La década del 20 significó renovación para el lenguaje plástico. Se inauguró con dos muestras de los pintores Pedro Figari y Ramón Gómez Cornet, antecedentes de la histórica exposición de Emilio Petorutti realizada en 1924. Todo un movimiento de jóvenes artistas interpretados por la publicación “Martín Fierro” respaldó el espíritu nuevo y las formas inéditas en cada una de las artes. Así se instaló este espíritu moderno, que logró establecerse en la década siguiente merced al aporte de una larga lista de grandes creadores. El posimpresionismo, ya instalado, se enriquecerá con las traducciones locales de las primeras vanguardias del siglo, en especial el cubismo y el fauvismo.

Entre los artistas de esta generación destacan Lino Enea Spilimbergo, Horacio Butler, Aquiles Badi, Raquel Forner, Alfredo Bigatti, Pablo Curatella Manes, Héctor Basaldúa, Pedro Domínguez Neira, Antonio Berni. Algunos de ellos se agruparon en instituciones como la Asociación Amigos del Arte (1924) o el Taller Libre (1927), en torno de la figura de Alfredo Guttero. En esta década sobresale, además, la tarea de pintores y grabadores de tendencia social que venían trabajando hacía años (Artistas del Pueblo, los pintores de La Boca), y en los ‘30, descolló el aporte de una pintura de corte surrealista (Berni), la abstracción (Juan del Prete), el muralismo y el Grupo Orión, también de imagen surreal.

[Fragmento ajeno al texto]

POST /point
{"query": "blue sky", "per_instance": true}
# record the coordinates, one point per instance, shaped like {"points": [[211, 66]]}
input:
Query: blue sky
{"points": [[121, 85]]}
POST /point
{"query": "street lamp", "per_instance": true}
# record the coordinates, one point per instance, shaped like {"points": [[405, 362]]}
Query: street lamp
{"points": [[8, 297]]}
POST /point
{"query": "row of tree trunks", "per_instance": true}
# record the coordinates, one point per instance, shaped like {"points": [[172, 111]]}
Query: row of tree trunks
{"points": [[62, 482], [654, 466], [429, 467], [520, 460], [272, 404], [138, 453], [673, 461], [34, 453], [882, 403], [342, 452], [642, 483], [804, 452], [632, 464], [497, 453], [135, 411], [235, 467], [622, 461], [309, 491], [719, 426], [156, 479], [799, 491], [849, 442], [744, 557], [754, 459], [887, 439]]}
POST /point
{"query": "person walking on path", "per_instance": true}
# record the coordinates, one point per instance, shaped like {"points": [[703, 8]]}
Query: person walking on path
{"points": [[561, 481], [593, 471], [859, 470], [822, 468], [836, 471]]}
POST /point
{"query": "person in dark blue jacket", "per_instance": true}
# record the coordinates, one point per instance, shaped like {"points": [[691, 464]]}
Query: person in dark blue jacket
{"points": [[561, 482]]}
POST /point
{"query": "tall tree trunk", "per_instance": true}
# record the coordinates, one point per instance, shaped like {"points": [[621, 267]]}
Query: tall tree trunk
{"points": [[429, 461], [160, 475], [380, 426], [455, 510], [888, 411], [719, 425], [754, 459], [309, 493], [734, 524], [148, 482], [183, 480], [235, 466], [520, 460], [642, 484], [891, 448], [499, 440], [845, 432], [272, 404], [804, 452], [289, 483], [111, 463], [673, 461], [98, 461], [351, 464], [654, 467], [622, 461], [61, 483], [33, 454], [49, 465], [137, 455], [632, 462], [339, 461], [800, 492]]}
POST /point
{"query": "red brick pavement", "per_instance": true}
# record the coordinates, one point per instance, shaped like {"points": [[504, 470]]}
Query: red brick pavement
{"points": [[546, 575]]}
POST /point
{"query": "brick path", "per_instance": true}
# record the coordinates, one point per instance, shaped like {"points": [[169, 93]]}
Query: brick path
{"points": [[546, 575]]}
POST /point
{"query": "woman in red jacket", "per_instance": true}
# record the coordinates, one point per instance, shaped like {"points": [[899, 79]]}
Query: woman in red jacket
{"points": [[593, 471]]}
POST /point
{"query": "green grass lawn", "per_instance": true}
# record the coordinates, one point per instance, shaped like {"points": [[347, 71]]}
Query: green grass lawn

Las tendencias abstractizantes encuentran una expresión original en el arte concreto de los ‘40; arte racional, sin anécdota, arte de pura visualidad para un mundo técnico. Revista “Arturo” (1944), Arte Concreto Invención. Luego, Madí, con la intención de atenuar el discurso objetivo de los concretos, particularizándolo a partir de la impronta de los materiales y el color. La abstracción abrió sus vertientes libre y geométrica en múltiples movimientos. Cabe citar las experiencias de Lozza y su “Perceptismo”, el “Espacialismo” de Fontana, las derivaciones del concreto en los años 50, el arte cinético, la pintura generativa y la Nueva Abstracción, ya en los ‘60. Dentro de las tendencias más libres y de actitud ocupa un lugar el Informalismo, arte del gesto y la materia, arte de actitud que dará paso a las expresiones más conceptuales del pop y sus derivaciones, que el Instituto Di Tella sabrá reflejar. Vale mencionar también la Nueva Figuración, con su especie de automatismo figurativo, y el Pop, con su imagen directa, espontánea, consumista, de gran impacto. También el Hiperrealismo y el Arte de Sistemas.

El Museo Sívori actualiza y enriquece su patrimonio con la incorporación de obras premiadas en los concursos que organiza, especialmente el Salón Manuel Belgrano. Por este medio, las últimas tendencias ingresan a una de las más importantes colecciones del arte nacional.

La mera descripción de episodios destacados de la historia de nuestro arte, estrechamente vinculados con el arte del mundo, del cual dejamos aquí un simple esbozo, no revela, desde luego, la verdadera situación del arte con sus fuerzas de acción y reacción, de ahondamientos de lenguajes personales e innovaciones ruidosas, de un tramado exclusivo de espacio y tiempo, crítica y escuela, moda y arraigo, que sólo el inventario general de obras y la historia revelarán adecuadamente en el futuro.